People think wellness is movement and eating. And my husband and I talk a lot about this, where [wellness is] like spokes in the tire — and it's all those spokes: So it's your relationships, it's how you're feeling about yourself, it's your sense of purpose. It's whatever those things are. And if one spoke is off, that wheel isn't working.

And I think especially now we live in a very fragile time. It's very confusing and I'm a fully formed adult supposedly, but I couldn't imagine being [age] 17 to 27 right now. You're supposed to be forming at a time where everything seems upside down. So what are the things that you can control? I can move and sweat and I can try to eat good. I can try to get to bed and support myself that way because everything else is not up to me... I'm trying to ground myself in the things I can be in charge of.

Do you have any other wellness secrets?

I think breathing is a big one for people.

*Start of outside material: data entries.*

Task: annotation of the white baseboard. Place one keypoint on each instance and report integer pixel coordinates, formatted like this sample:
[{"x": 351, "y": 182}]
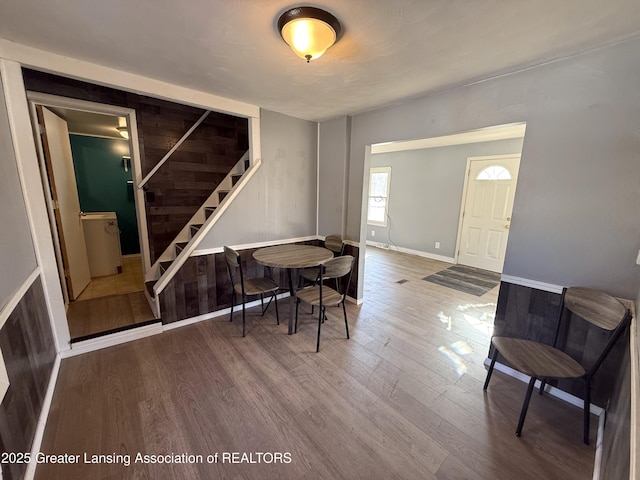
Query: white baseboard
[
  {"x": 419, "y": 253},
  {"x": 42, "y": 419}
]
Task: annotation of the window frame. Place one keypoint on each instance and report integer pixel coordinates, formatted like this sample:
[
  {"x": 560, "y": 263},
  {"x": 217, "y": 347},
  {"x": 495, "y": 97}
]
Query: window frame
[{"x": 372, "y": 171}]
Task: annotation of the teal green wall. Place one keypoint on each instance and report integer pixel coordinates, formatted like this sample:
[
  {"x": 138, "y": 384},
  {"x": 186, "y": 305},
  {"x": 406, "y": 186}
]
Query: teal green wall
[{"x": 102, "y": 183}]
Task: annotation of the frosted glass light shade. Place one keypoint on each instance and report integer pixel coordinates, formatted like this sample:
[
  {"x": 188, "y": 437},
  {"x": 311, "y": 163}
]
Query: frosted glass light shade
[{"x": 309, "y": 31}]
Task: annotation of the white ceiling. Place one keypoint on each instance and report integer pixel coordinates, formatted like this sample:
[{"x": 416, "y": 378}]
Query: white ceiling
[{"x": 391, "y": 50}]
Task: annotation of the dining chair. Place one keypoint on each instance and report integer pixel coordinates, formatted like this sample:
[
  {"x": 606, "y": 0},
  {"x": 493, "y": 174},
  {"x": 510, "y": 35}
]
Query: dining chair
[
  {"x": 331, "y": 242},
  {"x": 551, "y": 362},
  {"x": 322, "y": 295},
  {"x": 246, "y": 287}
]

We're on average taking something like 15 to 18 breaths a minute. If we could get this down to three full inhales and exhales, nose breathing only, that's a really good one to downregulate to put you into your parasympathetic [nervous system]. So talking about mental health, it's a big one for keeping you out of fight or flight [mode]. And I do take certain supplements. As a female, I take primrose oil, flaxseed oil. I take fish oils. I take Tru Niagen. I actually took it for about two and a half years before I worked with the company because it's supporting cell function... I just felt better, had better sustained energy.

You and your husband have both been professional athletes. Does fitness play a part in your relationship? Do you work out together?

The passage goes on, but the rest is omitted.